If a quorum device is configured for the instance, repairing the cluster manager domain requires passwordless root SSH and secure copy protocol (SCP) to be enabled between all cluster nodes and between all cluster nodes and the quorum device host. Ensure that you are able to use root passwordless SSH between all hosts, including the quorum device, as well as locally on the current host. This requirement is needed to reconfigure the quorum device.

About this task

Using the db2cm command re-creates the domain with the same topology and configuration as the existing domain including the quorum device if it exists.


Restrictions

The command used in this task can only be run as the System Administrator. 

Procedure

  1. Use the DB2INSTANCE environment variable to specify the target instance.
    export DB2INSTANCE=<inst-name>
  2. Issue the db2cm command with the -repair -domain option while inside the install directory or the sqllib/bin directory.
    db2cm -repair -domain <domain-name>
    The cluster manager domain name parameter is optional. If no cluster manager domain name is specified, the current domain is repaired. If a cluster manager domain name is specified, it must match the name of the current domain. To obtain the cluster manager domain name, run the db2cm command: db2cm -list -domain. (You can also obtain the domain name with the db2greg -dump command.)

    If the cluster manager domain is in an unhealthy state, hosts are in maintenance mode, or if there are resources still online, the db2cm command may fail and indicate that the command should be re-issued with the -force option. Re-issuing the command with the -force option successfully re-creates the cluster manager domain in these cases.

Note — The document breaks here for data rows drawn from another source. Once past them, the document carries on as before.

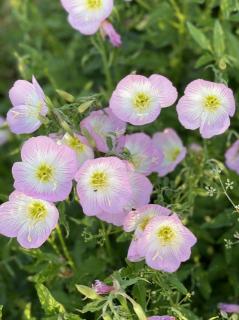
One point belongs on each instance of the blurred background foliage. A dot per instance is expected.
(183, 40)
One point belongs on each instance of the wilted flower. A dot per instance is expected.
(28, 219)
(143, 154)
(161, 318)
(103, 185)
(4, 133)
(232, 157)
(170, 145)
(102, 124)
(138, 100)
(208, 106)
(86, 16)
(46, 171)
(137, 221)
(29, 106)
(141, 192)
(102, 288)
(109, 31)
(80, 146)
(229, 308)
(165, 243)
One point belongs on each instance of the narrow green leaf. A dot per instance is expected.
(204, 60)
(218, 39)
(48, 303)
(199, 37)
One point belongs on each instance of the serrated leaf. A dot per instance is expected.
(199, 37)
(48, 303)
(218, 39)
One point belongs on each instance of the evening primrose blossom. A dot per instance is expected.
(165, 243)
(208, 106)
(103, 185)
(137, 221)
(86, 16)
(138, 99)
(46, 171)
(30, 220)
(29, 107)
(141, 191)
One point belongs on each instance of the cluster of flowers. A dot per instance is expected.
(109, 187)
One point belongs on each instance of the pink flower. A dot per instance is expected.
(28, 219)
(208, 106)
(86, 16)
(46, 171)
(229, 308)
(232, 157)
(141, 191)
(102, 288)
(138, 100)
(4, 134)
(102, 124)
(165, 243)
(109, 31)
(161, 318)
(103, 185)
(195, 147)
(29, 106)
(144, 156)
(80, 146)
(170, 145)
(137, 221)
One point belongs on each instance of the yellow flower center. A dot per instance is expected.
(141, 102)
(144, 222)
(94, 4)
(76, 144)
(166, 234)
(174, 153)
(44, 173)
(99, 180)
(211, 103)
(37, 210)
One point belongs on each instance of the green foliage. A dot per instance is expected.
(184, 40)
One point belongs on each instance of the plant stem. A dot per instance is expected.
(64, 248)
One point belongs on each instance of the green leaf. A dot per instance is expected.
(87, 292)
(177, 284)
(48, 303)
(199, 37)
(204, 60)
(93, 306)
(218, 39)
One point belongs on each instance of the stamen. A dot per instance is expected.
(141, 102)
(44, 173)
(211, 103)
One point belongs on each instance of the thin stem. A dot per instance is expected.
(64, 248)
(102, 51)
(226, 194)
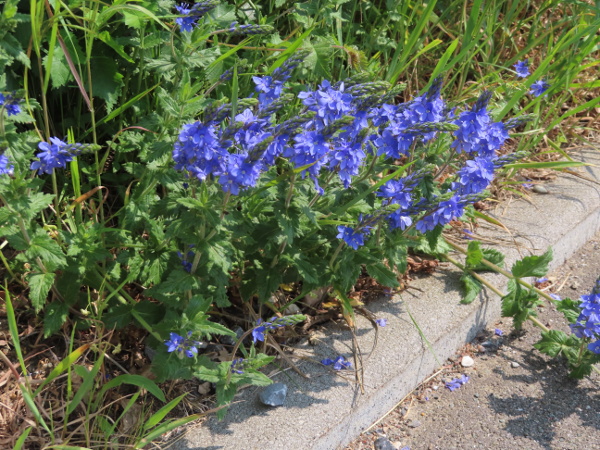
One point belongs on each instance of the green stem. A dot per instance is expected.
(501, 271)
(335, 254)
(493, 288)
(56, 199)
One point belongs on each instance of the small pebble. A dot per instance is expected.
(274, 394)
(415, 424)
(384, 443)
(467, 361)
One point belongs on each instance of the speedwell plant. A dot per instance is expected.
(162, 219)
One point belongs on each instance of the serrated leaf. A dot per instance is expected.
(178, 281)
(44, 247)
(474, 254)
(39, 287)
(532, 266)
(55, 314)
(569, 308)
(472, 288)
(493, 256)
(151, 312)
(383, 275)
(207, 328)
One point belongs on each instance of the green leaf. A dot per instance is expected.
(135, 380)
(44, 247)
(383, 275)
(118, 316)
(474, 254)
(178, 281)
(553, 343)
(39, 287)
(159, 415)
(208, 372)
(151, 312)
(493, 256)
(472, 288)
(55, 314)
(207, 328)
(569, 308)
(532, 266)
(167, 366)
(225, 394)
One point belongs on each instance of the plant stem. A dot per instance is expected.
(501, 271)
(493, 288)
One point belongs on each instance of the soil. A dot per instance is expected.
(516, 397)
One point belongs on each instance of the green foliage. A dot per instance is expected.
(102, 236)
(228, 382)
(532, 266)
(556, 343)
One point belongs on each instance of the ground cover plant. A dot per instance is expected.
(176, 180)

    If the cluster manager domain contains a quorum device and passwordless root SSH (or db2locssh starting in Db2® 12.1.3) is not enabled between the cluster nodes and the qdevice host, the db2cm command will fail. In Db2® 12.1.2 and later, the command can be re-issued with the -force option to bypass this requirement. Re-issuing the command with the -force option will re-create the cluster manager domain without reconfiguring the quorum device.

Results

After successful re-creation of the cluster manager domain, bring the instance back online using the db2start command. If the cluster manager domain cannot be successfully re-created, contact an IBM Service Representative for more information about how to recover from this problem.

Example

A DBA with System Administrator authority needs to re-create a cluster manager domain, MYDOMAIN, in Db2 instance myinst1.
export DB2INSTANCE=myinst1
db2cm -repair -domain MYDOMAIN
As the domain is torn down and re-created, db2cm issues informational messages about the progress and the successful completion of the operation:
 Deleting the domain 'MYDOMAIN' from the cluster ...
 Deleting the domain 'MYDOMAIN' from the cluster was successful.
 Creating domain 'MYDOMAIN' in the cluster ...
 Creating domain 'MYDOMAIN' in the cluster was successful.
 The resource model for the instance 'myinst1' has been re-created.
 The cluster manager domain has been successfully repaired.